Like @adarshmathew I am also interested in intertextuality and snowballing. The author listed a few interesting examples of intertextuality, such as networks of literary relationships (pg. 118) but when I think about intertextuality as a literary concept, relationships and references are not always so defined. Intertextuality, such as a reference to William Blake in Walcott's poem Ruins of a Great House, can be more like a nod to other works and concepts in the cannon. Therefore, constructing a sample here might require more context, such as knowledge of Walcott's influences or themes of post-colonialist reckoning.*
The author states that:
Snowball sampling starts with an initial set of sampling units, as I have noted-- and it is important that researchers choose these units wisely. (Krippendorf, pp 118)
I bolded "starts" because I wondered if the author was hinting at a way to construct a snowball sample automatically and not just manually via human inspection. Could this method still be applied to less defined literary intertextuality? Perhaps if we had a corpus of authors and their works, themes, and major characters, then we could search texts for such references to build a sample-- but what corpus could be exhaustive enough to be accurate? I'm mostly curious to see if others had similar thoughts?
When it comes to researching the past, newspapers are often seen as a source that can enhance our understanding of how a certain issue was commonly understood in the general public. Methodological debates focus on sampling. However, no matter how we sample from newspapers, there remains the issue of the general validity of them as a source. Contemporary debate often considers media bias. How could we use a measure of such bias to make newspapers from the past more useful as reflections of social reality of the time?

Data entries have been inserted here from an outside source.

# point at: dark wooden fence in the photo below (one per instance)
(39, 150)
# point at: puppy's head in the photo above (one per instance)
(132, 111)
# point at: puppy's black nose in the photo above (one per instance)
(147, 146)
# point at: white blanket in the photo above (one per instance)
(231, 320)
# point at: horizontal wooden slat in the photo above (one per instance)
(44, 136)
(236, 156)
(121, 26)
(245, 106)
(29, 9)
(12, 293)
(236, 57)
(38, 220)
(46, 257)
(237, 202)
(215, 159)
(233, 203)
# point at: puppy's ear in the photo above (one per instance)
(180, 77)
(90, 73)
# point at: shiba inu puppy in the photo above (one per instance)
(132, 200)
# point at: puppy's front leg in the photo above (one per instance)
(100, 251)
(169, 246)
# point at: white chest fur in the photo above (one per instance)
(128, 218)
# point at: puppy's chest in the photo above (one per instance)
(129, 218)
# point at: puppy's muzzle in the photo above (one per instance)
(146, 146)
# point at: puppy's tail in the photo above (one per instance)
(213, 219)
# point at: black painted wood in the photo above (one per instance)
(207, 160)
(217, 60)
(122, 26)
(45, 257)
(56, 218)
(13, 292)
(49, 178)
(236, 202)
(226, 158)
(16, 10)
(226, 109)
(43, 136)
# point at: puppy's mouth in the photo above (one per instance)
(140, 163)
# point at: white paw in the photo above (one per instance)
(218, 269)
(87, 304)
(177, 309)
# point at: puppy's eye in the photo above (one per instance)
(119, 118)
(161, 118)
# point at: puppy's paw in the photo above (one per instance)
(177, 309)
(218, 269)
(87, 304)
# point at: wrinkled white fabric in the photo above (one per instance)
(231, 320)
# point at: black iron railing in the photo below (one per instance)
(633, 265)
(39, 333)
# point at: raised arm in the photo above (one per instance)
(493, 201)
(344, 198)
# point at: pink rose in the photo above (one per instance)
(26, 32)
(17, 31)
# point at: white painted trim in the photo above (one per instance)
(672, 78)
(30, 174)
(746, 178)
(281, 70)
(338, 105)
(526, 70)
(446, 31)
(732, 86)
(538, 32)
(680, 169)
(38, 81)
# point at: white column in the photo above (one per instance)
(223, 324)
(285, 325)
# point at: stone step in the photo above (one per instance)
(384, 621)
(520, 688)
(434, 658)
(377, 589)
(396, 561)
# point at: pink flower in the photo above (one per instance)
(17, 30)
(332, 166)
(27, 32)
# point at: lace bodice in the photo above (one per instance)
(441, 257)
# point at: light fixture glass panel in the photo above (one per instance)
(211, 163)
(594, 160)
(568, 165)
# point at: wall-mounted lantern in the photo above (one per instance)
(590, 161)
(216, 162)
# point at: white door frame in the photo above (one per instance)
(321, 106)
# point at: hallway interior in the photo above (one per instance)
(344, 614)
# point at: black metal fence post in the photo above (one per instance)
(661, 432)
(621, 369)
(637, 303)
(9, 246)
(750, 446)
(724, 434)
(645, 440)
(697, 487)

Considering the issue of external validity in content analysis, as is mentioned by @bjcliang-uchi, it sometimes seems to be true that generalizing the inference to a broader range of sample or social game is not the key emphasis of content analysis since most of the times what is of interest is just figuring out the specific social games underlying the contents. However, there can be chances that content analysis also focuses on summing up regularity or social patterns. In such cases, does external validity really depend on sample representativeness, or it may be more related to the research question per se. In other words, is using content analysis to reveal social games more like an observational approach or a statistical inference process?
The differences between traditional statistical sampling theories and sampling methods applied in the domain of content analyses really piques my interest. The latter sometimes does not conform to the rules which has been established well and examined in statistical areas, so I am wondering whether the difference stems from the speciality of content analysis or a kind of compromise considering the large size and the ambiguity of textual content.
I’m wondering which sampling method is more appropriate for social media posts and comments. I know some scholars have used opinion leaders as a way to sample the posts, but opinion leaders’ posts are by far representative of the whole sphere of discourses happening on social media sites. The article mentions varying probability sampling and I’m wondering ways of applying this approach to studying social media, but it’s not clear how to assign probabilities to various accounts and actors by reading the article. My other question has to do with relevance sampling. When do we know we have reached a “true” population of relevant texts and hence does not have to worry about the sample is not representative? And in the case of social media sites, how do we determine which posts are really irrelevant and hence we can use relevance sampling such as as using opinion leaders?
Friends: Please pose a question about the following reading and how to sample content for your projects:
Krippendorff, Klaus. 2004. "Sampling" in Content Analysis: An Introduction to its Methodology. Thousand Oaks, CA: Sage: “Sampling” 111-124.